I just got a batch of tools off of Craig's List that are badly in need of some serious rust removal. Does anyone have any suggestions about which method of rust removal is better? Consider the cost, ease of application, and the final result. One of the planes is a very old #4c and it deserves the best treatment possible.


----------



## WayneC (Mar 8, 2007)

Evaporust….


----------



## DMIHOMECENTER (Mar 5, 2011)

Ditto echo…


----------



## HorizontalMike (Jun 3, 2010)

electrolysis


----------



## sharad (Dec 26, 2007)

You may go through LJ Dan's Blogs on this subject.

Sharad


----------



## Dennisgrosen (Nov 14, 2009)

look at Brit´s or Mafe´s blogs using hammerrite rustremoving gel
http://lumberjocks.com/Brit

http://lumberjocks.com/mafe

http://lumberjocks.com/David/blog/2191

http://lumberjocks.com/topics/28730

http://lumberjocks.com/Dennisgrosen/blog/21230

there is one more blog about using Citric Acid but I just can´t remember the name 
of the Lumber jock ..sorry

Dennis


----------



## MedicKen (Dec 2, 2008)

Jim…..This is kind of like a Ford Vs.
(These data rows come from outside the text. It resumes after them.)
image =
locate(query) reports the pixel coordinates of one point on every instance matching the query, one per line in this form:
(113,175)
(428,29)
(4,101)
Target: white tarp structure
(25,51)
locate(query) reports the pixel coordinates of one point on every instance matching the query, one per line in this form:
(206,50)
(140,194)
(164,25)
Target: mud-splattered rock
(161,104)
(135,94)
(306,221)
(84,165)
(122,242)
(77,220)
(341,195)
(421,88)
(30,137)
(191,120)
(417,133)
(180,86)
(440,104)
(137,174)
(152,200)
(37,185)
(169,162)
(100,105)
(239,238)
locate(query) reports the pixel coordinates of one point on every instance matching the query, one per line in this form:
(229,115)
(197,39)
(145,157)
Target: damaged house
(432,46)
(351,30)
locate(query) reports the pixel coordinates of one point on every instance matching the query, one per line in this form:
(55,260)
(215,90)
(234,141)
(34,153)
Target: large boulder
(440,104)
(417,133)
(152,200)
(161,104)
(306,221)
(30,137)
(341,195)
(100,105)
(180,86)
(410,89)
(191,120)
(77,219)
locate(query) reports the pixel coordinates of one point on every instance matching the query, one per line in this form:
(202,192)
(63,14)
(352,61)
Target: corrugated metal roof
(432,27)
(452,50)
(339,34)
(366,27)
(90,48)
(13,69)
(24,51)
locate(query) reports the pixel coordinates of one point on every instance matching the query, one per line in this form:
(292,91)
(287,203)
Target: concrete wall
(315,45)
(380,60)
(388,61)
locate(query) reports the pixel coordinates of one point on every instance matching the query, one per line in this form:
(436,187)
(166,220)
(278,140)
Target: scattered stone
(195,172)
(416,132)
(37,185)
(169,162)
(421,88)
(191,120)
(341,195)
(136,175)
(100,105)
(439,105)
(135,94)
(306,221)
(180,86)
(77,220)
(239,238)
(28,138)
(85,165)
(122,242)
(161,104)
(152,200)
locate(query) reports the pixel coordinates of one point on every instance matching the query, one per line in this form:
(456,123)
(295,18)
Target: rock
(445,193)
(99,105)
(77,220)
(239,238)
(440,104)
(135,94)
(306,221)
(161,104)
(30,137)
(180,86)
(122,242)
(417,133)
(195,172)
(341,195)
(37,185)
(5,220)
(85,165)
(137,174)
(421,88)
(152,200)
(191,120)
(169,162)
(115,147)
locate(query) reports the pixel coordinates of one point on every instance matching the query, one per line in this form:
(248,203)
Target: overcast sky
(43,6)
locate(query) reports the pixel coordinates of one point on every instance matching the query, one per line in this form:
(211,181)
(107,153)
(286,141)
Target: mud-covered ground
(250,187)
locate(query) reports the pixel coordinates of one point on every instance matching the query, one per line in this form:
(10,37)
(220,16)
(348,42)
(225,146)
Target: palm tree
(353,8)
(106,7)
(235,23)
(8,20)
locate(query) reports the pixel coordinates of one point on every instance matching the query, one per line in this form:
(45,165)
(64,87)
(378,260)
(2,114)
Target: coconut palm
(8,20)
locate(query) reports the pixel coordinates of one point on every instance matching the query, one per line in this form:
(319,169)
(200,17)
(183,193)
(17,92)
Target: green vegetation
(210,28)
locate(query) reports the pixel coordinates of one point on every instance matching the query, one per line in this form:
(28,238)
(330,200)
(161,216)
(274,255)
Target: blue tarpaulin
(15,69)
Chevy topic. There are pluses and minuses for each process. The evaporust will be faster but in my opinion electrolysis will leave a better patina to the tool. My personal opinion is ti use electrolysis for as much of a tool as possible and leave the evaporust for the fasteners, the nuts and bolts. Electrolysis will corrode certain metals so be careful, aluminum, brass, bronze, etc. Good luck and have fun in the restoration


----------



## Arminius (Dec 27, 2007)

For a plane, it depends mainly on the state of the japanning and whether or not you plan to recoat it. I have used both, and as MedicKen suggests, I use it for the smaller pieces. If the japanning is in good shape, I just use Evaporust for the whole body.


----------



## Tomcat1066 (Jan 3, 2008)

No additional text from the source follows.